Re: Reference, beginnings of HP review?

At 10:26 23/01/2003 +0100, Guus Schreiber wrote:

[...]


>I guess this is my fault. I agree the wording should be more careful, 
>maybe something like "One way of looking at a class ..", etc., while also 
>explaining the intensional view. The problem is that if you want to 
>explain to people how OWL classes work, the notion of a class as a set of 
>individuals is an absolute must for making soime sense.
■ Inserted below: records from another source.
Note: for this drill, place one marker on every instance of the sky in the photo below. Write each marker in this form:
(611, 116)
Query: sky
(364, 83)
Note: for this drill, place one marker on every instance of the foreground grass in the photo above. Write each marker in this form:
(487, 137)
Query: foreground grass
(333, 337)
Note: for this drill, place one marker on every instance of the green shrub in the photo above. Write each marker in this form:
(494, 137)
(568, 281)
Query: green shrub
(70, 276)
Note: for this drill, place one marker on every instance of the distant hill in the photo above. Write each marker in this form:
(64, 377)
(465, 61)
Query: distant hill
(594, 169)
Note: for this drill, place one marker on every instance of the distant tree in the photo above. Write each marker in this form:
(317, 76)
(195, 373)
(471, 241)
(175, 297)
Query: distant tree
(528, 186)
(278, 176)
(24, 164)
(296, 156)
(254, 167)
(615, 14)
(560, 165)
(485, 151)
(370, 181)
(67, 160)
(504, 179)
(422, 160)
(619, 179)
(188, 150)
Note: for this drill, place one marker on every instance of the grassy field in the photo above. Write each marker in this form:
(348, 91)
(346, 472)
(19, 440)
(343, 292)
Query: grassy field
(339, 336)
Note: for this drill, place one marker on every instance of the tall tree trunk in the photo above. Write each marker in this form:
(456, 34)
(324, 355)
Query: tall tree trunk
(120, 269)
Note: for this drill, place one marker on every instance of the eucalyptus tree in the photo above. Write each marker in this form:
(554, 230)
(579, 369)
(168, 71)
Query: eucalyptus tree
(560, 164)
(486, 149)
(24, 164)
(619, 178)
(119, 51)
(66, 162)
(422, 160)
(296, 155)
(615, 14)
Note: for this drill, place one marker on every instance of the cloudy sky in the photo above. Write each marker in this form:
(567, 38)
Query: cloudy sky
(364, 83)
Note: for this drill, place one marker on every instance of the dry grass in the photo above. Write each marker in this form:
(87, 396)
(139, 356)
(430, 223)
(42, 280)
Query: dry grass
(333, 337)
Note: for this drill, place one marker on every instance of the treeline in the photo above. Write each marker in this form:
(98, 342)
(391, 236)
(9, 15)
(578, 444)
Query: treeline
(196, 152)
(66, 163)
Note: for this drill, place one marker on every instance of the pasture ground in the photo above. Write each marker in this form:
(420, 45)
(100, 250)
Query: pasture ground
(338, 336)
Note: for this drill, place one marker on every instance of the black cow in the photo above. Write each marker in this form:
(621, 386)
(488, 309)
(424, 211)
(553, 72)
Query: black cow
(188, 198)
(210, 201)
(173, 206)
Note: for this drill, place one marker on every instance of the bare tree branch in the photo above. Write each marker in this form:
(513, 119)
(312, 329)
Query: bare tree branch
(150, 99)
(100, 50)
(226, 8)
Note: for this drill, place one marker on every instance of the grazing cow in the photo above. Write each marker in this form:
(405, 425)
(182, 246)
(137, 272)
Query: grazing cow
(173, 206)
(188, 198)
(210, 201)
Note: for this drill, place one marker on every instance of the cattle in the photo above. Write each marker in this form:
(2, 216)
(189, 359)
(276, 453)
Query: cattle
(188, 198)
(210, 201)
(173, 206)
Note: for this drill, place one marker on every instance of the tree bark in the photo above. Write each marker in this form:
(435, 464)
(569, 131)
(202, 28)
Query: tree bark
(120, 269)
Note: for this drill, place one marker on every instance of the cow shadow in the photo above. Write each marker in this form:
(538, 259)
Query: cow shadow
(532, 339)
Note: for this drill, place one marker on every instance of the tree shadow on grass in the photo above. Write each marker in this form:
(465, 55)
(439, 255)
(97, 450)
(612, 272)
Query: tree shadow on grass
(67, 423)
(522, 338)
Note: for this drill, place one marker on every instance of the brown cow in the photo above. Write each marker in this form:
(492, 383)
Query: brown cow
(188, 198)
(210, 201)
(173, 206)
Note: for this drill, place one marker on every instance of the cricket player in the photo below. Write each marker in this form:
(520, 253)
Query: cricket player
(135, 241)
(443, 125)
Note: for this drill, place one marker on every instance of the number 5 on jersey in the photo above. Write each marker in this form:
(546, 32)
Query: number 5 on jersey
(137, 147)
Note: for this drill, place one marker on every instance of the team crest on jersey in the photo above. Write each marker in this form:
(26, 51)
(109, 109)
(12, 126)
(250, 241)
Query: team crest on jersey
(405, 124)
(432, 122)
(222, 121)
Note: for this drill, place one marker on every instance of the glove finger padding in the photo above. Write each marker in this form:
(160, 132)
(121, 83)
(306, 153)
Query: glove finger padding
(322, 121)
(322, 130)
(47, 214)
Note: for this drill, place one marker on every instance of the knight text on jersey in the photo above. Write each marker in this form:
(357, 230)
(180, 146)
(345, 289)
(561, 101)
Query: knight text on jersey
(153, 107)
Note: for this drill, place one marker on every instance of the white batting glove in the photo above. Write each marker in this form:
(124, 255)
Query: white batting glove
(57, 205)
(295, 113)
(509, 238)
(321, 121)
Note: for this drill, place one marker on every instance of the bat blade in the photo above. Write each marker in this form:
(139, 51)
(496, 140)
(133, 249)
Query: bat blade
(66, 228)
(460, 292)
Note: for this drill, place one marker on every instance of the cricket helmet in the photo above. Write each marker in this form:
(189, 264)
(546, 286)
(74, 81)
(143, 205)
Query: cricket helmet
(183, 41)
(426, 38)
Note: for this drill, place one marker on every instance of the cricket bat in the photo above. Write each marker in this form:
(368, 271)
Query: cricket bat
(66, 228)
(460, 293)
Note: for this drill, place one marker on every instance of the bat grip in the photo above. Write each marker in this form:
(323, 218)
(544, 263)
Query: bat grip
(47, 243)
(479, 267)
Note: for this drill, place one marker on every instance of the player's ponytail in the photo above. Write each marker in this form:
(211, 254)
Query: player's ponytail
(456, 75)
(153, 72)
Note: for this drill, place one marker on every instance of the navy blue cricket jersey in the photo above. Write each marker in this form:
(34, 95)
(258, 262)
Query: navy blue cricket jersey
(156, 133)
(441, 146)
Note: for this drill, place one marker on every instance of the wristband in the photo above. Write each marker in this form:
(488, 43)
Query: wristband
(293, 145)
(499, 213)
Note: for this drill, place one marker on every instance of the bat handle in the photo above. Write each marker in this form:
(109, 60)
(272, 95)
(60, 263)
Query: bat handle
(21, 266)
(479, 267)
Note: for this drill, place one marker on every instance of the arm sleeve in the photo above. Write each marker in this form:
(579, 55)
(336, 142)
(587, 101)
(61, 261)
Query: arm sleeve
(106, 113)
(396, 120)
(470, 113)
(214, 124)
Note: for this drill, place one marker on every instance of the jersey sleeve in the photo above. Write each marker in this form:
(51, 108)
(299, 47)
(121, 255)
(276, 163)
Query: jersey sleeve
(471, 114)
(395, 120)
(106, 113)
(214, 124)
How can we 
>otherwise explain, for example, the notion of a owl:Restriction class?

Guus,

First a suggestion, then an explanation of why I'm making a fuss about this.

Does adopting the following terminology help?

   o classes have instances, sets have members
   o an instance of a class is a member of the class extension of the class

With this we can write things like:

[[An owl restriction expresses a constraint on the instances of a 
class.]]  which is simpler than

[[An owl restriction expresses a constraint on the members of the class 
extension of a class.]]

i.e. it allows us to write in a similar style to treating classes as sets, 
whilst retaining accuracy.  It doesn't work all the time.  Sometimes you 
just have to write explicitly about the class extension of the 
class.  That's the price of accuracy.

I'm making a fuss about this because I think accuracy in the specs is 
important.

As such I think its a bad thing if the reference document says something 
different to the semantics document.  I have observed the vast amount of 
energy that can be wasted interpreting documents that are not clear - viz 
the recent TAG discussions over what a URI denotes and many past 
discussions on RDF interest with regards to reification, contexts, etc.  If 
OWL publishes documents that are inconsistent in their description of what 
a class is, either within themselves or with RDF Schema, then we are 
creating an opportunity for the pointless waste of similar amounts of energy.

As I understand it, an owl:Class is not a set, and as such, the reference 
document should not say that it is, that it can be thought of as if it 
were, that "One way of looking at a class is as a set" or any other such 
weasely phrases.  The reason for this is that such distortions may lead 
people to the wrong conclusions.  For example, if I am encouraged to "look 
at" classes in the way you suggest, then if I have two classes that have 
the same members, the I am also encouraged to "look at" any statement about 
one as also being a statement about the other and that just ain't so.

Why is it so hard to just to tell it as it is?